So is this a way to fight them? Based on the product not being as specified as per the contract due to excessive contamination?
I mean if it is easier to prove the product is defective, rather than dangerous. Dangerous requires a lot more evidence, while product purity is to a set level of compliance.
Is it possible to transfect human cells with the product and culture them, then check if their descendants conserve the ability to produce spike, or have the plasmid DNA integrated into their genome?
Solid work Kevin. If you've managed to show successful digestion of vector DNA with DNAase in these samples it begs the question why their DNAase step failed (or did they even do it?)
Wondered that yesterday. But when does the Pseudouridylation happen? Is it post transcription? If so the DNA contamination (failed DNAase) has already happened. If the pseudouridylation happens during transcription it would make it a possibility
Do you have any plans to search for specific known peptides within the samples? This contamination is being touted as no big deal and may even help as an adjuvant. Seems like crazy talk.
I have been following this trail since February- the obvious question most of us is - how do we fix people now that have been infected with antibiotics resistant plasmids ?
We don’t know that the antibiotic resistance genes are conferring antibiotic resistance in patients flora. It’s a risk that should have been known before any informed consent.
Thank you very much for sharing your results. One comment:
I have some trouble with this statement "A 2CT gain when amplifying RNA+DNA amounts to 4X more RNA than DNA for Spike.

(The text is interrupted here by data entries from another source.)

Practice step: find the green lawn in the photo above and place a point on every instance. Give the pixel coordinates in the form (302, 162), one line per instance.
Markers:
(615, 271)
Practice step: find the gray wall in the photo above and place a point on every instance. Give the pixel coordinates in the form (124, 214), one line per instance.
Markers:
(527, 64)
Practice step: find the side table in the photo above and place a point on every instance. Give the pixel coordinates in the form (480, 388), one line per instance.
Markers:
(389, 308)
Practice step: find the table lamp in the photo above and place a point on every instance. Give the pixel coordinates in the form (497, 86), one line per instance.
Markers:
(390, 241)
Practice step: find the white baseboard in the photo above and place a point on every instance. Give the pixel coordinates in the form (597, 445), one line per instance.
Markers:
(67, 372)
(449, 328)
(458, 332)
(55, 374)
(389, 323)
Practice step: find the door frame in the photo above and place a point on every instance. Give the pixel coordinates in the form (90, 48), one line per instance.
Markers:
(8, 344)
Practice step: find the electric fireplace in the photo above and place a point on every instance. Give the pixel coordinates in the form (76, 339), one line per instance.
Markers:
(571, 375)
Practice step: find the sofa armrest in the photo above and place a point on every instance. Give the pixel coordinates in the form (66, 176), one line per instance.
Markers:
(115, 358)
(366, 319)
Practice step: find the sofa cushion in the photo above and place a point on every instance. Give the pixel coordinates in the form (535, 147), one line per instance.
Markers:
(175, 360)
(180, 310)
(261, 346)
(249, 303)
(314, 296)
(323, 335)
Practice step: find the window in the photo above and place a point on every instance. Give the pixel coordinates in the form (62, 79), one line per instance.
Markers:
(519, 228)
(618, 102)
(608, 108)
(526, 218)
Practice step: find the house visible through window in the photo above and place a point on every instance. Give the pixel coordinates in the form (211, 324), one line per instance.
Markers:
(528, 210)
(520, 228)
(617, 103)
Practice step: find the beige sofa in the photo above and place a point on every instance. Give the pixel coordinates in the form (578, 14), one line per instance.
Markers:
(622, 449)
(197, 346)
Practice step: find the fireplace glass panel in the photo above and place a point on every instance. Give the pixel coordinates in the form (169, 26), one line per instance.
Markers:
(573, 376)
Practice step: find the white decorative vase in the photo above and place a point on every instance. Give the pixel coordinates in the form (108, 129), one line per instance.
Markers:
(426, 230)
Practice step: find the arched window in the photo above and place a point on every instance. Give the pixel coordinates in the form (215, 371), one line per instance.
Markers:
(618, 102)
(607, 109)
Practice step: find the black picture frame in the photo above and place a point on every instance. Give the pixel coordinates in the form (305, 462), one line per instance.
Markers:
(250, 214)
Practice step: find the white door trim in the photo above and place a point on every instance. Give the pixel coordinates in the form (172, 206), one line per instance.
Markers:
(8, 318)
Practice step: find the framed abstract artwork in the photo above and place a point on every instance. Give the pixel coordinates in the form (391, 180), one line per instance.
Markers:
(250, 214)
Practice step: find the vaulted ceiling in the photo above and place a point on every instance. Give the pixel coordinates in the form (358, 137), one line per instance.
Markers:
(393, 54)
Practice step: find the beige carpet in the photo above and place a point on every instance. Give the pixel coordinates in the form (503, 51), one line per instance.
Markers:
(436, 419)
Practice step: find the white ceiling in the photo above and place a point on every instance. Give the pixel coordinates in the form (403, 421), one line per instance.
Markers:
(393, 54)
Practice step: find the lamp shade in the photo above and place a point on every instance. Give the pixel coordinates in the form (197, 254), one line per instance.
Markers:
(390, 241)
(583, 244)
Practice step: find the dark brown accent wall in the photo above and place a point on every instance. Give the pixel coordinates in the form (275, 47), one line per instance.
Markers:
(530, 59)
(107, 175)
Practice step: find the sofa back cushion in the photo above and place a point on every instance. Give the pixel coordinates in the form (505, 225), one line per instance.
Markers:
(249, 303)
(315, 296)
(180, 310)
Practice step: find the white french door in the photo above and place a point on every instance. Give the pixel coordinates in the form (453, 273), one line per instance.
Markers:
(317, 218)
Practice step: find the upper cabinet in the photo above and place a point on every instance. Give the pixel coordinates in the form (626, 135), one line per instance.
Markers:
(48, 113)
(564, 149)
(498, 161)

This is in line with the 20-35% estimate from the Agilent gels." Even though it is true that with the addition of RNA the spike signal moves to a CT 22, the vector signal, which should not be affected by the RNA, moves to a CT 28. Hence figure 2 and figure 3 cannot be compared directly in a quantitative manner.
As you said, "This is an important control as it implies the Vector assay is not performing as well in multiplexed RT-PCR as it is in multiplexed qPCR (CT =28 vs CT = 24)."
Where do they get the DNA and is it possible the NIH gave them Henrietta Lacks DNA?? WHICH WOULD EXPLAIN ALL THE CANCER! This would be mind blowing! Assuming everyone knows the story of Henrietta Lacks! Francis Collins was in charge of her samples and protecting it's use by having a Committee that included two Lacks relatives approve or reject every single lab or project who requested to use her DNA!!
Well done! Even more evidence of DNA in these vaccines!
A couple of your results here are quite interesting and maybe worth thinking about in more detail:
A) There is less shift for the spike DNA (5 Ct) vs vector DNA (10 Ct) following DNAse I treatment in the qPCR. It could be that modRNA is binding to the DNA protecting it from DNAse digest.
B) This is also seen with the RT-qPCR, but curiously the DNAse/Vector/RT-qPCR has a lower Ct than the DNAse/Vector/qPCR; despite the Vector/no DNAse/RT-qPCR Ct having *higher* Ct than the Vector/no DNAse/qPCR.
C) You have a very funky RT-qPCR amplification curve for the spike probe, which looks different to the qPCR curve using the same probe.
Elsewhere, you've pointed out the m1Ψ is a very sticky base. Putting these together, I wonder whether the modRNA is base-pairing with the DNA and interfering with both the DNAse I digest and the qPCR.
This could explain how µg of DNA ended up in the vials despite the DNAse and residual DNA qPCR steps.
Expanding on this in more detail:
1) The modRNA wouldn't just be able to displace one of the DNA strands in dsRNA unless the dsDNA is melted or denatured.
2) T7 polymerase obviously melts the dsDNA when transcribing the RNA. Could the modRNA remain bound to the DNA following transcription and/or could modRNA gain access to the template strand during transcription?
3) When the concentration of modRNA increases at the end of manufacturer, presumably the binding kinetics begin to favour modRNA rebinding to the template DNA as long as the template strand is accessible.
4) modRNA:DNA duplexes also could be present at high number in the drug substance as T7 transcription has just finished, and renaturation of dsDNA might take time especially if modRNA interferes with renaturation.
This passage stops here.